If you don’t have access to an employer group plan, then you have 4 options for health insurance coverage.
- Healthcare.gov, either on or off the exchange.
- Christian Health Share type plan.
- No coverage at all.
- Individual health plan or Short-Term Plans.
Healthcare.gov will be your best option if you can qualify for a subsidy. This means the government is paying some or most of your premium, leaving you with a very manageable monthly payment. You will also be best served by a plan from healthcare.gov if you have significant pre-existing conditions that you need to be covered.
Christian Health Share Type Plan
I’ve talked to many folks that have opted for a medical share type arrangement.
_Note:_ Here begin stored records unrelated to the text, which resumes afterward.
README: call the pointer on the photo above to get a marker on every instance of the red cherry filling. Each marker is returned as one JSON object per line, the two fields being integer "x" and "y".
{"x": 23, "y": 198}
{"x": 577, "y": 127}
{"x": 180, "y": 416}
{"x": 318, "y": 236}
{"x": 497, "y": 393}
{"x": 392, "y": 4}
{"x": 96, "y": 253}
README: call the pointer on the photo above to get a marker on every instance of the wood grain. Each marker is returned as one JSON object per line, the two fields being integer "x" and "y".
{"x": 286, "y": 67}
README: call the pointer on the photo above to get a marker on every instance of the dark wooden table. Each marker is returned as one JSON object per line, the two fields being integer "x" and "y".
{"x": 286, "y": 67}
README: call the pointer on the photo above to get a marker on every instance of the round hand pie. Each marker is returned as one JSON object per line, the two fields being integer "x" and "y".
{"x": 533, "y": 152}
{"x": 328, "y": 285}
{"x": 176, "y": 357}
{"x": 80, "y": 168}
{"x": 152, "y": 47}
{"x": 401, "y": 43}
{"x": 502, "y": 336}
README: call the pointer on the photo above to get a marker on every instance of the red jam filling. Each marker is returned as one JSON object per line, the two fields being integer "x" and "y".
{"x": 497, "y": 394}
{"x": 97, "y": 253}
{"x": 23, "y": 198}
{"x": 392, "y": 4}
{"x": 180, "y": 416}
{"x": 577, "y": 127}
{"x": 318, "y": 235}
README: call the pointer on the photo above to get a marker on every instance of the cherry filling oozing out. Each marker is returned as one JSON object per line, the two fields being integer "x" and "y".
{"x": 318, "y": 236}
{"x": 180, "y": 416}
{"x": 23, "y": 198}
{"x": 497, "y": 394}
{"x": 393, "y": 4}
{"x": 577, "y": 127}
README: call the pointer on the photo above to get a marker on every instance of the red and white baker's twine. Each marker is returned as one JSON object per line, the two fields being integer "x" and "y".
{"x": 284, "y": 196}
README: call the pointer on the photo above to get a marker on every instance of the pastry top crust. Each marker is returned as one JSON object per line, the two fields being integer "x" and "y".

What draws people to this type of plan is the lower premium and easy enrollment. These plans have no doubt helped many people with medical expenses, but they are not actually health insurance. One of the most important aspects of having health insurance is that you have an annual out of pocket max that you will spend for covered expenses. Not so with share plans. Also, with an insurance policy, you are protected to some degree by surprise medical billing by being part of the insurance company network. With share plans, you have no such network pricing to rely on, so you are left to negotiate on your own. While these plans may be a fine supplement, I just wouldn’t feel comfortable with my own family being covered this way, so I certainly wouldn’t recommend it to yours.
Going without coverage is always an option, but with medical billing so open ended and secret in nature, no insurance is a recipe for bankruptcy if you end up in the hospital or require care for a chronic, serious condition.
Short Term Plans
If you don’t qualify for a subsidy on healthcare.gov and are generally healthy, an individual plan will be an affordable option. These plans cover the important things such as injuries or illness, hospitalizations and emergency room visits. All care is subject to a deductible, but that’s the case with most plans these days. And now you can lock in coverage for up to three years, so short-term plans are not quite so short any longer. These plans can be 60% less or more than coverage without a subsidy on healthcare.gov.